On or before August 11, 2014, Plaintiffs shall declare to Defendant (not to file with the Court) the identity of Plaintiffs' expert witnesses and provide all the information specified in Rule 26(a)(2)(B).

On or before September 2, 2014, Defendant shall declare to Plaintiffs (not to file with the Court) the identity of its expert witnesses and provide all the information specified in rule 26(a)(2)(B).

Any supplements to expert reports shall be filed on or before October 6, 2014. There shall not be any rebuttal expert witnesses.

To reduce the needless expenditure of time and expense, there shall not be any discovery depositions taken of expert witnesses. A party may, however, serve contention interrogatories and requests for admissions upon another party's expert. If these discovery methods prove ineffective, a party may move to take the deposition of the expert.

For expert witnesses, the expert's Fed. R. Civ. P. 26(a)(2) report is considered to be the expert's direct examination testimony at trial. If an expert expects to expound his or her testimony beyond the wording of the expert's report, the party calling the expert shall inform the opposing party with the specifics of that expounding testimony at least 15 days prior to the dispositive motion deadline.
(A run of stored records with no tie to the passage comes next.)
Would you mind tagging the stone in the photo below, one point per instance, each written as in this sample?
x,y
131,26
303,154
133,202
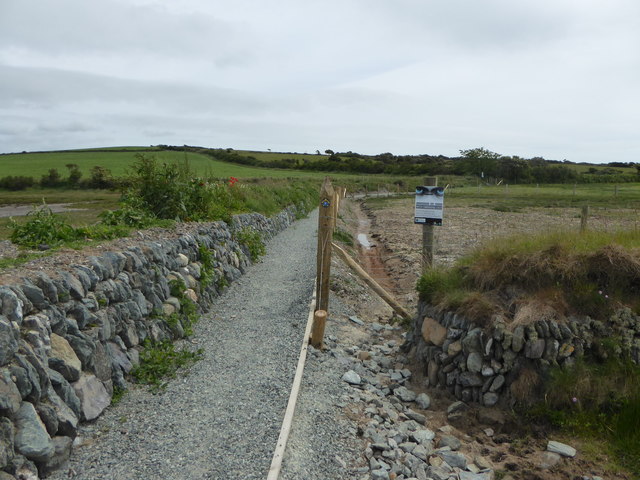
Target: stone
x,y
432,332
472,342
482,462
93,396
561,448
423,401
21,378
65,391
61,452
76,289
423,436
489,399
566,349
83,347
432,372
404,394
10,398
470,379
449,441
548,460
8,341
11,305
32,439
497,383
454,348
438,473
102,362
63,359
48,416
474,362
454,459
475,476
351,378
67,419
421,452
380,474
456,407
182,260
487,371
418,417
491,416
35,295
6,442
119,359
517,341
48,287
534,348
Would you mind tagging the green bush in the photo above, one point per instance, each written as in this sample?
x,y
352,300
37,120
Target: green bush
x,y
42,228
16,182
51,179
252,239
160,361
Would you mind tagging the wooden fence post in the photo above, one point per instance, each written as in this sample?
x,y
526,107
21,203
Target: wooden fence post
x,y
584,217
317,331
325,236
427,233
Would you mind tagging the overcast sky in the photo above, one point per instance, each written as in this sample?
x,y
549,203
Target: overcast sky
x,y
552,78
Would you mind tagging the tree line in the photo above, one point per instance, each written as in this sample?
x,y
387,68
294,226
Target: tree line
x,y
477,162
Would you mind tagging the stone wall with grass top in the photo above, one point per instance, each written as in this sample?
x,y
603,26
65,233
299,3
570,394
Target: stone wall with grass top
x,y
68,340
506,362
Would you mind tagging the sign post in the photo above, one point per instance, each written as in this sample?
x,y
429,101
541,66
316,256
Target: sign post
x,y
428,212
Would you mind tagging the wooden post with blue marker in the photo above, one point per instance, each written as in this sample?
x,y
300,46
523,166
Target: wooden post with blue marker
x,y
427,214
326,219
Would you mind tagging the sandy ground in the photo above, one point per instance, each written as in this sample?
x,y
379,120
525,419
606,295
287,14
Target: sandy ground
x,y
392,255
21,210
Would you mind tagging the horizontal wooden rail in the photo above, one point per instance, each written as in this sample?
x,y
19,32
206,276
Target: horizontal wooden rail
x,y
382,293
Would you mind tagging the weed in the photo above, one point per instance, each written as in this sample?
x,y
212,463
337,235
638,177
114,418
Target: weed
x,y
161,361
118,394
21,259
207,267
252,239
188,315
42,228
596,398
These rules on experts are to ensure full compliance with Rule 26(a)(2); to enable the parties to evaluate any Daubert challenges prior to filing dispositive motions; to avoid conflicts with the experts' schedules; and to avoid the costs of expert depositions

Local Rule 12(c)(6)(c) (effective March 1, 1994) relating to expert witnesses shall apply in this action, and strict compliance is required.

It is so ORDERED.

FootNotes


1. No memorandum in support of or in opposition to any motion shall exceed twenty (20) pages. No reply shall be filed to any response unless invited by the Court.
2. Strict compliance is required to Rule 8(b)(7), Local Rules of Court (effective March 1, 1994) relating to motions for summary judgment.